Statistical analyses including calculations of mean, standard error, median, variance, effect size, comparison of means and variances, univariate and multiple regression analysis, as well as plotting charts were performed using The R Project for Statistical Computing version 3.4.1 (2017-06-30) and RStudio version 1.1.383. Two-sample Student's t test was used to compare means, and the F test was used to compare variances. Regression of outcome (serum micronutrient concentration) on exposure (genetic LP status) was performed by conversion of the presence of the LP rs4988235 T-allele into a discrete value and by conditioning on the discrete variable, sex, and on continuous variables, age, daylight hours and a potential interaction rs4988235 T-allele × sex. For regression analyses, daylight hours were shifted by 4 weeks to account for the lag between the daylight hours period and vitamin D and B12 concentration periods (Figs 1 and 3). For graphical representations of data, patients were stratified according to rs4988235 (T) allele copy number whenever copy number was informative, such as analysis of T-allele dose–response (Figs 1(a), (c) and 3(c)). Otherwise, as in comparing means and P values, patients were stratified according to genetic LP status (CT/TT v. CC). For clarity in graphical plots, study patients were grouped according to week number of micronutrient test starting at 1 January. Because of large sample size and consequent small P values, Cohen's d coefficient was used to verify the effect size of the independent variables. Effect sizes were described as negligible (d < 0·2), small (d = 0·2–0·5), medium (d = 0·5–0·8) and large (d > 0·8) to describe <58, 58–69, 69–79 and >79 percentiles, respectively, of mean outcome in the control group (e.g. individuals without genetic LP variant) who would be above (or in case of vitB12, below) the mean of the outcome in the experimental group (individuals with genetic LP variant).
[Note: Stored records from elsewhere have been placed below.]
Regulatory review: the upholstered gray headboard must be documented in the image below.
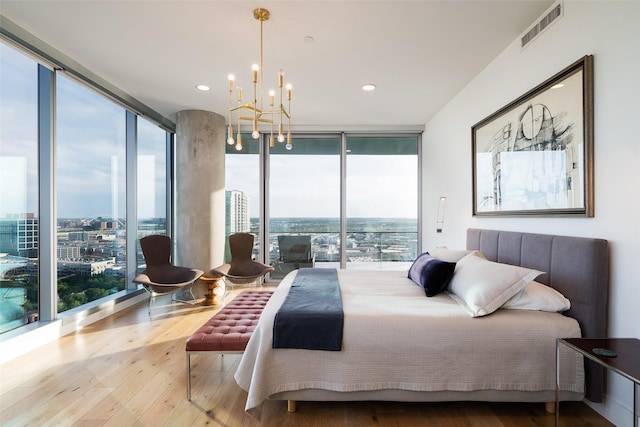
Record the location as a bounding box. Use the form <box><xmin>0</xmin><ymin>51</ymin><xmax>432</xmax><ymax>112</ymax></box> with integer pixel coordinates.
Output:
<box><xmin>467</xmin><ymin>228</ymin><xmax>609</xmax><ymax>402</ymax></box>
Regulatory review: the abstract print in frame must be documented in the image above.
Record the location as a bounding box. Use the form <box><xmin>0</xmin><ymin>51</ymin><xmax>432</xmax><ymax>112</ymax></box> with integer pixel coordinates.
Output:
<box><xmin>471</xmin><ymin>55</ymin><xmax>593</xmax><ymax>217</ymax></box>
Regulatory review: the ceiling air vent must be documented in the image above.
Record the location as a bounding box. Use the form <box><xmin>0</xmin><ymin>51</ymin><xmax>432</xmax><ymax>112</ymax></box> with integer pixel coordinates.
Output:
<box><xmin>520</xmin><ymin>0</ymin><xmax>564</xmax><ymax>48</ymax></box>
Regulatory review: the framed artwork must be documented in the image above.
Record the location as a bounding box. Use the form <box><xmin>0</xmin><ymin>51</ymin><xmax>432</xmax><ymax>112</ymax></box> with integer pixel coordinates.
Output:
<box><xmin>471</xmin><ymin>55</ymin><xmax>593</xmax><ymax>217</ymax></box>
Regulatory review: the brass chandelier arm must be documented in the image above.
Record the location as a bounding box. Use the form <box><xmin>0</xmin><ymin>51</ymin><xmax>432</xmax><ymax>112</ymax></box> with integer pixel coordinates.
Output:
<box><xmin>227</xmin><ymin>8</ymin><xmax>291</xmax><ymax>150</ymax></box>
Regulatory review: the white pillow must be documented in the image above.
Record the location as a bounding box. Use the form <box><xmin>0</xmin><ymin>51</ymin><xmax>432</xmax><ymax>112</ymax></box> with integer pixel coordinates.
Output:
<box><xmin>449</xmin><ymin>251</ymin><xmax>543</xmax><ymax>317</ymax></box>
<box><xmin>502</xmin><ymin>281</ymin><xmax>571</xmax><ymax>312</ymax></box>
<box><xmin>429</xmin><ymin>246</ymin><xmax>484</xmax><ymax>262</ymax></box>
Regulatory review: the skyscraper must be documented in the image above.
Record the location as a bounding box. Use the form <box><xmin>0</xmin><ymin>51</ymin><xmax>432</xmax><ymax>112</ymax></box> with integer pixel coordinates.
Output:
<box><xmin>225</xmin><ymin>190</ymin><xmax>250</xmax><ymax>235</ymax></box>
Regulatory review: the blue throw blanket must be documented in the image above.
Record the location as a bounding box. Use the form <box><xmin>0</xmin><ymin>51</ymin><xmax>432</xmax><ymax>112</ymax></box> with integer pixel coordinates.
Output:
<box><xmin>273</xmin><ymin>268</ymin><xmax>344</xmax><ymax>351</ymax></box>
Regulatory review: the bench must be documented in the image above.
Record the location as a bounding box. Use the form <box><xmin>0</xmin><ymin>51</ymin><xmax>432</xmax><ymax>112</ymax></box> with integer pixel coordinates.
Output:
<box><xmin>185</xmin><ymin>291</ymin><xmax>273</xmax><ymax>400</ymax></box>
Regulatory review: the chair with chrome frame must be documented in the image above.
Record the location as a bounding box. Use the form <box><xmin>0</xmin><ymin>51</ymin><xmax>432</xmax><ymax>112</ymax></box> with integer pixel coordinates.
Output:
<box><xmin>207</xmin><ymin>233</ymin><xmax>273</xmax><ymax>300</ymax></box>
<box><xmin>133</xmin><ymin>234</ymin><xmax>204</xmax><ymax>315</ymax></box>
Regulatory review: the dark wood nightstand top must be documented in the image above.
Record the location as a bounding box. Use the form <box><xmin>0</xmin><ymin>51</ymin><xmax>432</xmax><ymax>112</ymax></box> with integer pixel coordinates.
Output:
<box><xmin>558</xmin><ymin>338</ymin><xmax>640</xmax><ymax>384</ymax></box>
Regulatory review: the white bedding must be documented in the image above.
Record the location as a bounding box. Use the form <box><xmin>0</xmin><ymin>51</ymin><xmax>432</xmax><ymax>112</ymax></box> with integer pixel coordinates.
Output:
<box><xmin>235</xmin><ymin>270</ymin><xmax>584</xmax><ymax>419</ymax></box>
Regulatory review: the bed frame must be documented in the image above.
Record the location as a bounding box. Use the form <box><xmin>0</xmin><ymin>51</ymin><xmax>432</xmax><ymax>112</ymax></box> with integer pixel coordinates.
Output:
<box><xmin>269</xmin><ymin>228</ymin><xmax>609</xmax><ymax>412</ymax></box>
<box><xmin>467</xmin><ymin>228</ymin><xmax>609</xmax><ymax>402</ymax></box>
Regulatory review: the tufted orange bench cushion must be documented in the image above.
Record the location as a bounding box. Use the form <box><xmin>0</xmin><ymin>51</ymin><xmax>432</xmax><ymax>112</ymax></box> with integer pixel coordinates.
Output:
<box><xmin>186</xmin><ymin>291</ymin><xmax>273</xmax><ymax>353</ymax></box>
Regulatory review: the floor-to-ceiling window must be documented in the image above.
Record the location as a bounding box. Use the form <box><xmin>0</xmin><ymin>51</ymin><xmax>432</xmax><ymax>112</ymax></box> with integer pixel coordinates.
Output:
<box><xmin>136</xmin><ymin>118</ymin><xmax>169</xmax><ymax>268</ymax></box>
<box><xmin>0</xmin><ymin>43</ymin><xmax>39</xmax><ymax>333</ymax></box>
<box><xmin>224</xmin><ymin>134</ymin><xmax>261</xmax><ymax>261</ymax></box>
<box><xmin>267</xmin><ymin>135</ymin><xmax>341</xmax><ymax>279</ymax></box>
<box><xmin>56</xmin><ymin>75</ymin><xmax>127</xmax><ymax>313</ymax></box>
<box><xmin>345</xmin><ymin>135</ymin><xmax>419</xmax><ymax>269</ymax></box>
<box><xmin>0</xmin><ymin>31</ymin><xmax>175</xmax><ymax>340</ymax></box>
<box><xmin>226</xmin><ymin>133</ymin><xmax>420</xmax><ymax>279</ymax></box>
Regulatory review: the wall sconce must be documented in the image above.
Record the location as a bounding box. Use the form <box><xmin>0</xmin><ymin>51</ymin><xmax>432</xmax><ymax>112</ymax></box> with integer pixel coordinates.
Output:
<box><xmin>436</xmin><ymin>196</ymin><xmax>447</xmax><ymax>233</ymax></box>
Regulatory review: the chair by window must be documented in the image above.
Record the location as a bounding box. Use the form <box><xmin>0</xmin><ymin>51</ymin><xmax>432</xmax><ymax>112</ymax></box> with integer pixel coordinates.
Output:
<box><xmin>208</xmin><ymin>233</ymin><xmax>273</xmax><ymax>299</ymax></box>
<box><xmin>272</xmin><ymin>234</ymin><xmax>315</xmax><ymax>279</ymax></box>
<box><xmin>133</xmin><ymin>235</ymin><xmax>204</xmax><ymax>315</ymax></box>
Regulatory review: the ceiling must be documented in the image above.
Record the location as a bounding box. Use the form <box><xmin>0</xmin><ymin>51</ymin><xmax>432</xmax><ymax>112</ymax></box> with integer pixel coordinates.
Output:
<box><xmin>0</xmin><ymin>0</ymin><xmax>552</xmax><ymax>130</ymax></box>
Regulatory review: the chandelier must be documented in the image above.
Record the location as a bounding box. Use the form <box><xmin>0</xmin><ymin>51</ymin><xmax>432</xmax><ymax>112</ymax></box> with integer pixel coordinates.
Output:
<box><xmin>227</xmin><ymin>8</ymin><xmax>292</xmax><ymax>151</ymax></box>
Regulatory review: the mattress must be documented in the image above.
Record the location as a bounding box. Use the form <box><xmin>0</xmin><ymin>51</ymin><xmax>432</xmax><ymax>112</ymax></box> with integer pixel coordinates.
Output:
<box><xmin>235</xmin><ymin>270</ymin><xmax>584</xmax><ymax>419</ymax></box>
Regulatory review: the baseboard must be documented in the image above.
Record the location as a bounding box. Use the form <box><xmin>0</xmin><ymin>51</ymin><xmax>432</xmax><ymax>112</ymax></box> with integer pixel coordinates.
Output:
<box><xmin>584</xmin><ymin>392</ymin><xmax>640</xmax><ymax>427</ymax></box>
<box><xmin>0</xmin><ymin>291</ymin><xmax>149</xmax><ymax>364</ymax></box>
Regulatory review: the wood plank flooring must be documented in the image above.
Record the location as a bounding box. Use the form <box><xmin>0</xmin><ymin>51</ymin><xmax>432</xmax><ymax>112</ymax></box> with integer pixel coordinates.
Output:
<box><xmin>0</xmin><ymin>291</ymin><xmax>612</xmax><ymax>427</ymax></box>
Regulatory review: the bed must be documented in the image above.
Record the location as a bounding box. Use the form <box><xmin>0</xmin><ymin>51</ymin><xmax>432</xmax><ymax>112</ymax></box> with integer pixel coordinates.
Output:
<box><xmin>235</xmin><ymin>229</ymin><xmax>609</xmax><ymax>419</ymax></box>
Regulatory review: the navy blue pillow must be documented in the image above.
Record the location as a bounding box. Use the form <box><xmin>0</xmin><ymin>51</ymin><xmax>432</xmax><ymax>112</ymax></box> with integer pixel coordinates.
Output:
<box><xmin>408</xmin><ymin>252</ymin><xmax>456</xmax><ymax>297</ymax></box>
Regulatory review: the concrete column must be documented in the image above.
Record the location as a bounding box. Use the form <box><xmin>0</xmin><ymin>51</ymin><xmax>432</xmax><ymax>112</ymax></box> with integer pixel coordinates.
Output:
<box><xmin>175</xmin><ymin>110</ymin><xmax>226</xmax><ymax>288</ymax></box>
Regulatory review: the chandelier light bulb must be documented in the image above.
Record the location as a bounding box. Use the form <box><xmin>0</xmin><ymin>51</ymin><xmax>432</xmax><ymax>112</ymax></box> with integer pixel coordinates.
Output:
<box><xmin>226</xmin><ymin>8</ymin><xmax>292</xmax><ymax>150</ymax></box>
<box><xmin>227</xmin><ymin>126</ymin><xmax>236</xmax><ymax>145</ymax></box>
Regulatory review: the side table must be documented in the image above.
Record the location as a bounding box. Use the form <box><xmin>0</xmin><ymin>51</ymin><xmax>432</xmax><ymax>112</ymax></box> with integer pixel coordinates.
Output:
<box><xmin>556</xmin><ymin>338</ymin><xmax>640</xmax><ymax>427</ymax></box>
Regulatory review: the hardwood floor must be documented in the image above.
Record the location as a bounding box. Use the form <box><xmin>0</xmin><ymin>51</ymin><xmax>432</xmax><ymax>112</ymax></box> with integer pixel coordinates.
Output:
<box><xmin>0</xmin><ymin>290</ymin><xmax>612</xmax><ymax>427</ymax></box>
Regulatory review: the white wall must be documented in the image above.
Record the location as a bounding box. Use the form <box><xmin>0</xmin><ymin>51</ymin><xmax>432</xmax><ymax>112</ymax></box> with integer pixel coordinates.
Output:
<box><xmin>423</xmin><ymin>0</ymin><xmax>640</xmax><ymax>426</ymax></box>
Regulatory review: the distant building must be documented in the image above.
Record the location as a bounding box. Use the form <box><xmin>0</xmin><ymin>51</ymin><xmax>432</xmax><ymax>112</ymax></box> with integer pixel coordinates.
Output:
<box><xmin>0</xmin><ymin>213</ymin><xmax>38</xmax><ymax>258</ymax></box>
<box><xmin>56</xmin><ymin>246</ymin><xmax>80</xmax><ymax>260</ymax></box>
<box><xmin>225</xmin><ymin>190</ymin><xmax>251</xmax><ymax>235</ymax></box>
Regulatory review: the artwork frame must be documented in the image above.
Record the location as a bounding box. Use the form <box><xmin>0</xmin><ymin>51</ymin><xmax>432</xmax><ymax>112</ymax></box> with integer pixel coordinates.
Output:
<box><xmin>471</xmin><ymin>55</ymin><xmax>594</xmax><ymax>217</ymax></box>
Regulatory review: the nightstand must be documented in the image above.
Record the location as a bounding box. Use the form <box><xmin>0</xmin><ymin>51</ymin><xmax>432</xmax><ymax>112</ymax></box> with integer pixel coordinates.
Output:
<box><xmin>556</xmin><ymin>338</ymin><xmax>640</xmax><ymax>427</ymax></box>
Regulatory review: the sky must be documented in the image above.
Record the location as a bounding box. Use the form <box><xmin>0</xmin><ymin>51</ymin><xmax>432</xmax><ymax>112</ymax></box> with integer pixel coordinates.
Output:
<box><xmin>0</xmin><ymin>43</ymin><xmax>418</xmax><ymax>222</ymax></box>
Patient test result retrieval from January 2011 to December 2017 led to the inclusion of 112 594 individuals for serum 25(OH)D analysis and 120 292 for serum vitB12 analysis. Median ages of men and women, and of different genotype groups, were the same (Table 1), although more women (66–67 %) than men were present in the study population (Table 1). Variances for each micronutrient concentration stratified according to sex and genotype are shown in Table 1. The median ages of study subjects were 32·4 (25th, 75th percentiles 21·8, 46·6) and 32·2 (25th, 75th percentiles 21·7, 46·4) years in the 25(OH)D and vitB12 study subjects, respectively. The variance between the compared groups was statistically different (P < 0·05); however, the values were not logarithmically transformed as the ratio of variances was never greater than 1·1 and logarithmic transformation did not alter statistical differences and effect size (data not shown). Median micronutrient concentrations for serum 25(OH)D and serum vitB12 were 63 (25th, 75th percentiles 44, 82) nm and 302 (25th, 75th percentiles 244, 376) pm, respectively.
Mean serum 25(OH)D was consistently higher in individuals with a genetic LP variant (CT or TT), whilst mean serum vitB12 was generally lower in individuals with a genetic LP variant, as described in detail below. Mean serum 25(OH)D was higher in women than in men (66·6 v. 59·3 nm; P < 2·2 × 10−16), although the effect size was small (d = 0·27; 95% CI 0·26, 0·28).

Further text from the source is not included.